Re: Incorrect handling of OOM in WAL replay leading to data loss - Mailing list pgsql-hackers

From Kyotaro Horiguchi
Subject Re: Incorrect handling of OOM in WAL replay leading to data loss
Date
Msg-id 20230810.100017.2120346592058471531.horikyota.ntt@gmail.com
Whole thread Raw
In response to Re: Incorrect handling of OOM in WAL replay leading to data loss  (Michael Paquier <michael@paquier.xyz>)
Responses Re: Incorrect handling of OOM in WAL replay leading to data loss
List pgsql-hackers
At Wed, 9 Aug 2023 17:44:49 +0900, Michael Paquier <michael@paquier.xyz> wrote in 
> > While it's a kind of bug in total, we encountered a case where an
> > excessively large xl_tot_len actually came from a corrupted
> > record. [1]
> 
> Right, I remember this one.  I think that Thomas was pretty much right
> that this could be caused because of a lack of zeroing in the WAL
> pages.

We have treated every kind of broken data as end-of-recovery, like
incorrect rm_id or prev link including excessively large record length
due to corruption. This patch is going to change the behavior only for
the last one. If you think there can't be non-zero broken data, we
should inhibit proceeding recovery after all non-zero incorrect
data. This seems to be a quite big change in our recovery policy.

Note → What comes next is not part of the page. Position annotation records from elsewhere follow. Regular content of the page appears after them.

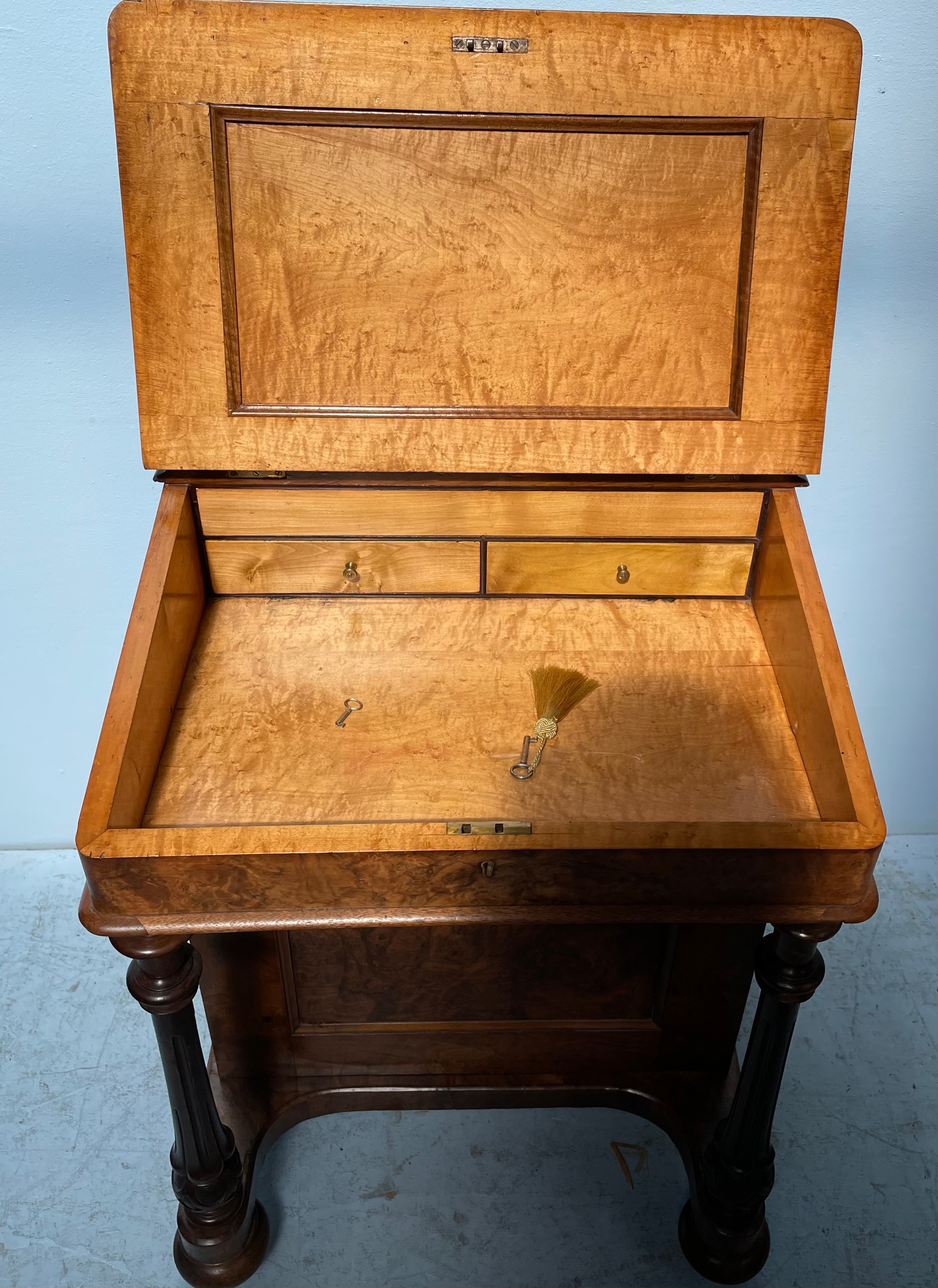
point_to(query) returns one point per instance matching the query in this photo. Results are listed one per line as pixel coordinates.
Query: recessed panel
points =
(504, 271)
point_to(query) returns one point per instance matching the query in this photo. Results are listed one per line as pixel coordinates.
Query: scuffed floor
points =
(471, 1199)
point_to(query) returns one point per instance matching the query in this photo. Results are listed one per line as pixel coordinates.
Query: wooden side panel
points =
(607, 568)
(481, 978)
(799, 637)
(685, 988)
(163, 629)
(799, 77)
(321, 567)
(456, 513)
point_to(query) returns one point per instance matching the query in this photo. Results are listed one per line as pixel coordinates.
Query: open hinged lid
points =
(370, 239)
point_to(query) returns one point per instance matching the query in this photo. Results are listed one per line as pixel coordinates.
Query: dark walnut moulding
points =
(456, 364)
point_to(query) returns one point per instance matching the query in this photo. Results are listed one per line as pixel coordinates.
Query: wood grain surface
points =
(416, 977)
(452, 268)
(319, 567)
(438, 513)
(163, 627)
(688, 724)
(172, 61)
(790, 607)
(592, 568)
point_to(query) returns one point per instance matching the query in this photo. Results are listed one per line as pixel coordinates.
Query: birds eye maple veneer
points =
(463, 352)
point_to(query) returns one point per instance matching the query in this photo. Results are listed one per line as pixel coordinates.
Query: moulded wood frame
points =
(279, 876)
(170, 63)
(488, 122)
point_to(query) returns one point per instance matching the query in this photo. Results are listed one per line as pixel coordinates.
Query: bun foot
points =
(726, 1267)
(236, 1268)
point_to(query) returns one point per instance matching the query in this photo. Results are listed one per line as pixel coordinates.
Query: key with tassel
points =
(556, 691)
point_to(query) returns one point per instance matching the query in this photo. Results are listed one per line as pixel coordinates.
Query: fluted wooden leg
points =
(723, 1228)
(221, 1240)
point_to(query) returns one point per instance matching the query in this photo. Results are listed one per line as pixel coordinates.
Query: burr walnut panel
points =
(468, 977)
(463, 270)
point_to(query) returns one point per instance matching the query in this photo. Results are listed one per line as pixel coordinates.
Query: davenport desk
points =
(467, 343)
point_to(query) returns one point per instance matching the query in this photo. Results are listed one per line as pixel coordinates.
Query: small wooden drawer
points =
(611, 568)
(343, 567)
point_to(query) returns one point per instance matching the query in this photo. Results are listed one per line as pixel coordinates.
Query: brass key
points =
(351, 705)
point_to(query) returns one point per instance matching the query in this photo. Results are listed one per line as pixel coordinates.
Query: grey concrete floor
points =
(471, 1199)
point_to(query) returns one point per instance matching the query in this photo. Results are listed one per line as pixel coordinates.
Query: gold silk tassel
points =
(557, 691)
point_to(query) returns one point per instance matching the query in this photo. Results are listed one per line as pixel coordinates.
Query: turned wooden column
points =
(221, 1240)
(723, 1228)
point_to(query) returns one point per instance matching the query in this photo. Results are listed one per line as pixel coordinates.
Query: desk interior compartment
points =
(720, 719)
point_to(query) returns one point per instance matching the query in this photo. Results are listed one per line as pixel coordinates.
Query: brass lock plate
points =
(489, 44)
(488, 827)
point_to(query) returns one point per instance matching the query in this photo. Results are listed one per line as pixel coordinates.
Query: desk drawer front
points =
(614, 568)
(343, 567)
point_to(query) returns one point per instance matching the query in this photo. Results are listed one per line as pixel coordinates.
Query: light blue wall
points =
(78, 505)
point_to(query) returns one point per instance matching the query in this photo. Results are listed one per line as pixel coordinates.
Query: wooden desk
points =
(427, 418)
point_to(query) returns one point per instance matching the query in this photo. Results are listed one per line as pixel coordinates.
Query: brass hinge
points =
(488, 827)
(257, 475)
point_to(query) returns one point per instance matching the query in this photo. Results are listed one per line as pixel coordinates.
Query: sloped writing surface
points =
(511, 268)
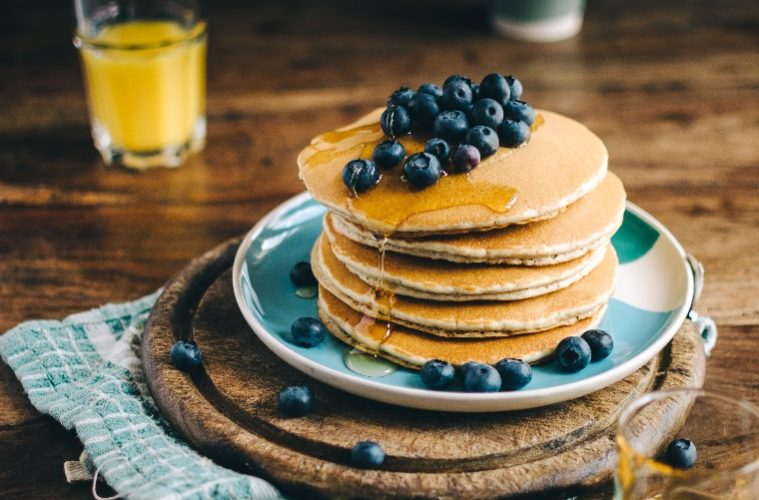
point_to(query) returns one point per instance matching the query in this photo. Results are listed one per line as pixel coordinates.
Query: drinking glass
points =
(143, 63)
(726, 435)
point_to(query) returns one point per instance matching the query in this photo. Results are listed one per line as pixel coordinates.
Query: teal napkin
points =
(85, 372)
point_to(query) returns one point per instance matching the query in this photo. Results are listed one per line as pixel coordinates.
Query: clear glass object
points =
(143, 63)
(725, 432)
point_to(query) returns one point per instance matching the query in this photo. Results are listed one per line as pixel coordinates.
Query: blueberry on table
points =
(512, 134)
(681, 453)
(302, 275)
(367, 455)
(496, 87)
(295, 400)
(484, 139)
(486, 112)
(422, 170)
(515, 373)
(437, 374)
(600, 342)
(451, 126)
(185, 355)
(466, 158)
(388, 154)
(482, 378)
(573, 354)
(395, 121)
(308, 332)
(360, 175)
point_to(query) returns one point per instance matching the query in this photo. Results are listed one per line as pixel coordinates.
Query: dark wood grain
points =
(671, 87)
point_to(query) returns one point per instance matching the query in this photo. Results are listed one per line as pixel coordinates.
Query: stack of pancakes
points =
(462, 281)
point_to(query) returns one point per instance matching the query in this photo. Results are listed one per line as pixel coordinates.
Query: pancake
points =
(447, 281)
(473, 319)
(412, 348)
(562, 162)
(583, 226)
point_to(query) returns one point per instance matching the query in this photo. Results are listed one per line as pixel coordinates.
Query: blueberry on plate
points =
(515, 86)
(496, 87)
(484, 139)
(185, 355)
(401, 97)
(367, 455)
(360, 175)
(439, 148)
(302, 275)
(512, 134)
(600, 342)
(424, 109)
(681, 453)
(519, 110)
(515, 373)
(457, 95)
(388, 154)
(308, 332)
(437, 374)
(451, 126)
(295, 400)
(422, 170)
(482, 378)
(395, 121)
(572, 354)
(465, 158)
(486, 112)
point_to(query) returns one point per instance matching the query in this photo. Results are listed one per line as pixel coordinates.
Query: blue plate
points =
(653, 295)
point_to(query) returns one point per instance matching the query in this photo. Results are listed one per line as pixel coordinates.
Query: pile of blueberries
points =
(467, 121)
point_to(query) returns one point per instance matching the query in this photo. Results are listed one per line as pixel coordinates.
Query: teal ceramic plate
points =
(653, 295)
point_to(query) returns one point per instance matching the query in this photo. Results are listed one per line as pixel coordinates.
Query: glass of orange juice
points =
(143, 63)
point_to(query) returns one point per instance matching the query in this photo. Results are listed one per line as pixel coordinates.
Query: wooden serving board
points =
(228, 411)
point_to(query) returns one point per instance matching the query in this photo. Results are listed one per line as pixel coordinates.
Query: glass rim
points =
(198, 31)
(650, 397)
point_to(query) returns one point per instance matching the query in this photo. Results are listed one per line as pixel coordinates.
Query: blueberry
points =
(302, 275)
(451, 126)
(519, 110)
(422, 170)
(681, 453)
(360, 175)
(395, 121)
(482, 378)
(437, 374)
(484, 139)
(496, 87)
(486, 112)
(466, 158)
(388, 154)
(368, 455)
(186, 356)
(515, 86)
(295, 400)
(600, 343)
(573, 354)
(515, 373)
(431, 89)
(457, 95)
(401, 97)
(308, 332)
(424, 109)
(513, 133)
(438, 148)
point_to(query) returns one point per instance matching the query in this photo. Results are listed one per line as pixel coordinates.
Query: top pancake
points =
(562, 162)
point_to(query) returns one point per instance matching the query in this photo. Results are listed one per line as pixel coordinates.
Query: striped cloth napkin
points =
(85, 372)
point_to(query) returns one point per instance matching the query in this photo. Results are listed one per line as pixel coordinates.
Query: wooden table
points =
(671, 88)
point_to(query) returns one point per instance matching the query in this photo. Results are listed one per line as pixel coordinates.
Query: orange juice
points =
(146, 86)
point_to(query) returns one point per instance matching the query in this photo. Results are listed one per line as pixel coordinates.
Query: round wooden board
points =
(228, 411)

> There are a few options on the table, only doable once the WAL reader
> provider the error state to the startup process:
> 1) Retry a few times and FATAL.
> 2) Just FATAL immediately and don't wait.
> 3) Retry and hope for the best that the host calms down.

4) Wrap up recovery then continue to normal operation.

This is the traditional behavior for currupt WAL data.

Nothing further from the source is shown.